Monbiot would like to allow nature to rebuild itself, with a little help to get started where necessary. He observes a remarkable fact that again we hadn’t thought much of: if you cut a tree, or lay a hedge of hawthorn, hazel, oak, willow – it sprouts vigorously up from the broken trunk, the cut stumps, the splintered branches. Why did our native trees evolve those responses? Because, argues Monbiot, they are adapted to large herbivores. Really large herbivores: elephants, rhinoceroses. Oh my. He wants to bring those back too. Actually it was the straight-tusked elephant we used to have: and the woolly rhino, both extinct: but Monbiot suggests that the living species are good and close replacements. Clearly, getting the relevant permissions might take a little time.

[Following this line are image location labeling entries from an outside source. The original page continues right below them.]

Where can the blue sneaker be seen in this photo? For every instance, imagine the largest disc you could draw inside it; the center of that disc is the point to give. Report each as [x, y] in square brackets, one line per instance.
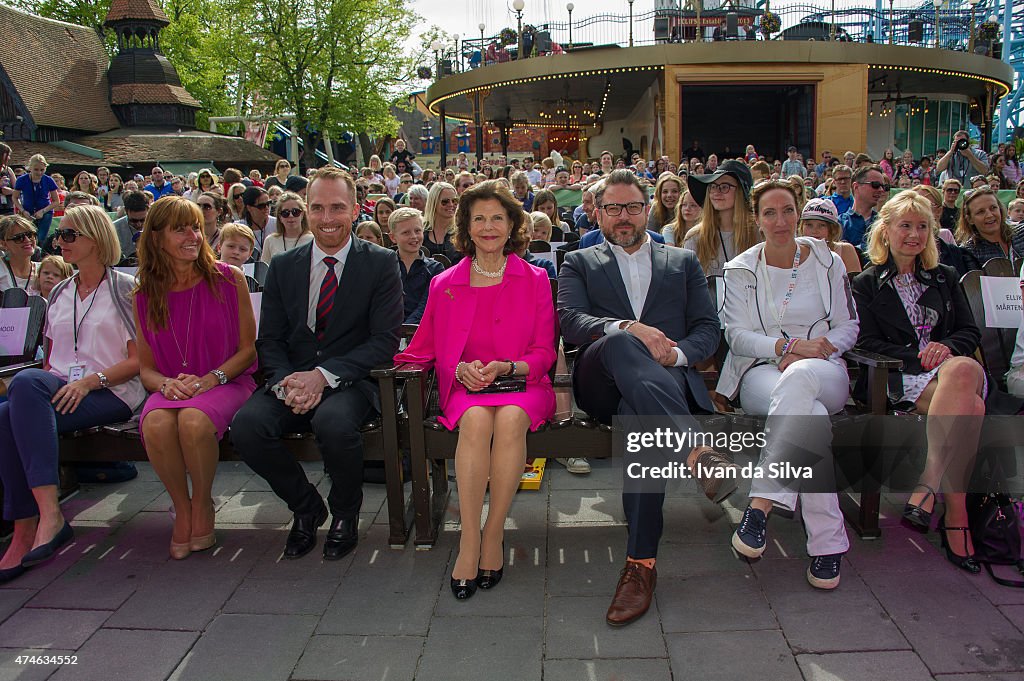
[749, 540]
[823, 571]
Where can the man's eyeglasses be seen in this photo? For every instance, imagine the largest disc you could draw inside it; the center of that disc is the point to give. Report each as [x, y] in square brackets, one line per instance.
[614, 210]
[67, 236]
[721, 187]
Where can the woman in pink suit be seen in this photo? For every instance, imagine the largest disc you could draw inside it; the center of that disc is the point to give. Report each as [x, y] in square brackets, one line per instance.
[488, 316]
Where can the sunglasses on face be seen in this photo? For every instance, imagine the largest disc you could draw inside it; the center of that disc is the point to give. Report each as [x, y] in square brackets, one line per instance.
[22, 238]
[68, 236]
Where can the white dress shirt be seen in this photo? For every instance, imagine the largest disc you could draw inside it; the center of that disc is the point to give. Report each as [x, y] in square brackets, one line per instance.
[317, 270]
[636, 269]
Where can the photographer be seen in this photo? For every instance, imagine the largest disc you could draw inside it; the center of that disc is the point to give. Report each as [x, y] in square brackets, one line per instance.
[963, 162]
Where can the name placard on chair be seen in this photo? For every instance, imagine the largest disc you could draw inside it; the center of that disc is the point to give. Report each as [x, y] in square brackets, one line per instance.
[1001, 297]
[13, 327]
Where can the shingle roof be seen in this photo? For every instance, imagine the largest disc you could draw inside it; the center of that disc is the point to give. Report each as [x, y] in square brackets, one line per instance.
[135, 9]
[58, 71]
[145, 93]
[20, 152]
[133, 149]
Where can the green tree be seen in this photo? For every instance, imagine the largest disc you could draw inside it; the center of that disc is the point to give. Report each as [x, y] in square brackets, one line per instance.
[335, 65]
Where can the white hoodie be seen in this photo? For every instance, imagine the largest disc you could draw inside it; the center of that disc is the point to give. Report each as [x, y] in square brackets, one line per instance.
[752, 333]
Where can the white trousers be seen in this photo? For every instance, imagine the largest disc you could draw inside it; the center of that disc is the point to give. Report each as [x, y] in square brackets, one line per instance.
[809, 387]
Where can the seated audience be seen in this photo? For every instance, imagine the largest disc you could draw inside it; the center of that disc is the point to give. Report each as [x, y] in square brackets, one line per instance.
[492, 450]
[89, 378]
[196, 346]
[788, 321]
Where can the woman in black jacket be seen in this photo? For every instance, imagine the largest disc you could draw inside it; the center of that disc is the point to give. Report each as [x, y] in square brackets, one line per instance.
[912, 308]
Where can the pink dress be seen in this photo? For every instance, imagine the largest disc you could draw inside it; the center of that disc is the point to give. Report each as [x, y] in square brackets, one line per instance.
[539, 398]
[206, 330]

These are just some of the big, meaty ideas in Feral. There are sacred cows in there: the conservation authorities value the bare uplands, and certainly they have a beauty, manmade or not. The story is powerfully told, enlivened and illustrated by tales of wild (and dangerous) personal adventures. Monbiot knows his ecology and his landscapes: he just interprets them differently from the establishment. Quite often, as with his descriptions of the disgraceful overfishing practised by Britain and the European Union, he is certainly right. At other times he is controversial, even combative, but always fascinating. Whether you agree or disagree, if you’re interested in nature – as I assume you are, given that you’re here – you need to read Feral.